Après la prise de la
base de Mbanza-Ngungu, considérée comme le dernier verrou avant Kinshasa, les
rebelles sont signalés aux portes de la capitale congolaise. Ils se disent prêts
à négocier et ne considèrent pas le départ de Kabila comme un préalable. Mais le
président congolais n’accepte de négocier qu’avec les parrains de la rébellion,
en l’occurrence le Rwanda et l’Ouganda. Kinshasa écarte toute possibilité de
traiter avec des «marionnettes», à savoir la direction politique de la rébellion
chapeautée par Ernest Wamba dia Wamba, jusque-là inconnu du grand public.
La guerre qui sévit depuis deux semaines en RDC finit par
s’internationaliser. Ainsi, dans la foulée, la France, par la voix de son
ministre des Affaires étrangères, Hubert Védrine, préconise l’idée d’une
conférence régionale pour la paix dans les Grands Lacs.
Mais les
choses évoluent très vite sur le front de la guerre. Après la reprise par les
FAC de Kitona, Muanda, Banana et Boma, l’étau se resserre autour de Matadi. Les
rebelles battent en retraite face à une contre-offensive foudroyante des troupes
angolaises venues à la rescousse des FAC par l’enclave de Cabinda. En une
journée et demie, l’armée du président Dos Santos fait de la rébellion une
bouchée. Les soldats rebelles s’éparpillent dans la brousse à la recherche
d’éventuelles cachettes. Le bilan des combats est lourd dans les rangs de la
rébellion.
Partant, les rebelles sont enfin pris en étau entre
la ville de Matadi et le site du barrage hydro-électrique d’Inga par une action
conjointe des FAC, des troupes angolaises et zimbabwéennes. Dès lors, d’aucuns
constatent que depuis l’engagement de l’Angola dans la guerre, un réel
retournement s’est opéré sur le terrain, particulièrement sur le front ouest.

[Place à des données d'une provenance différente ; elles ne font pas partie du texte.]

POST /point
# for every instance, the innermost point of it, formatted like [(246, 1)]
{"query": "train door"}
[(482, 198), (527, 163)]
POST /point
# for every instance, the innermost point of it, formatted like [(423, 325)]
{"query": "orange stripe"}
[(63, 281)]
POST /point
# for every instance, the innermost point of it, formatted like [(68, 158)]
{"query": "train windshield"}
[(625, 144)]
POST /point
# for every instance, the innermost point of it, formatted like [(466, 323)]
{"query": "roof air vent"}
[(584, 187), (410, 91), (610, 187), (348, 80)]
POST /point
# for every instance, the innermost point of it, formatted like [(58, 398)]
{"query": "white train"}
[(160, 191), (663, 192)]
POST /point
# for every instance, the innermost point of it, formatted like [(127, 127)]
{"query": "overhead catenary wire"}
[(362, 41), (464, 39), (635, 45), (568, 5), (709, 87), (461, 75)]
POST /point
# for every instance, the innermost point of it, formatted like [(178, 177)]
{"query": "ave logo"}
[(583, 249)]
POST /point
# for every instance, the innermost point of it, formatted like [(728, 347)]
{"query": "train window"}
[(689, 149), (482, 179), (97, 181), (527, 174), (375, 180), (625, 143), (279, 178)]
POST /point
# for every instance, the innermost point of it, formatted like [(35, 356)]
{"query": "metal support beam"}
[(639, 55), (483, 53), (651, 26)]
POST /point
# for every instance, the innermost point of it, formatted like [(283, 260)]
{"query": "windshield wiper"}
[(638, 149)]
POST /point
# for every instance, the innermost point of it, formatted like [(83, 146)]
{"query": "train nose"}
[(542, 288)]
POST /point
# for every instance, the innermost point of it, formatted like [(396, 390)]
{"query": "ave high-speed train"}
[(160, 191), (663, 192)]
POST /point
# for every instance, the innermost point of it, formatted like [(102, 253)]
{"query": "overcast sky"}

L’échec infligé aux rebelles sur la côte atlantique a des répercussions sur les
lignes avancées de la rébellion.
C’est ce moment que choisissent
les Américains et les Français, qui n’avaient pas condamné l’agression contre la
RDC, pour demander le retrait immédiat de toutes les forces étrangères du Congo.
Les deux puissances interviennent, certes tardivement, mais se refusent toujours
de désigner le Rwanda et l’Ouganda comme agresseurs de la RDC. Toutefois, si les
comptes semblent faits pour le front ouest, la question de voir les troupes
angolaises et zimbabwéennes passer sur le pont se pose.
Là les
rebelles qui contrôlaient déjà Goma, Bukavu et Uvira, viennent de conquérir la
ville de Kisangani, qui a été bombardée le mardi 25 août 1998 par l’armée
gouvernementale. La chute de cette ville le 29 du même mois est l’œuvre de
l’Ouganda, qui reconnaît sa présence au Congo.
L’embrasement de
la sous-région est ainsi à craindre. Ce qui pousse Américains, Français et
Sud-africains à en appeler aux négociations pour un règlement politique global.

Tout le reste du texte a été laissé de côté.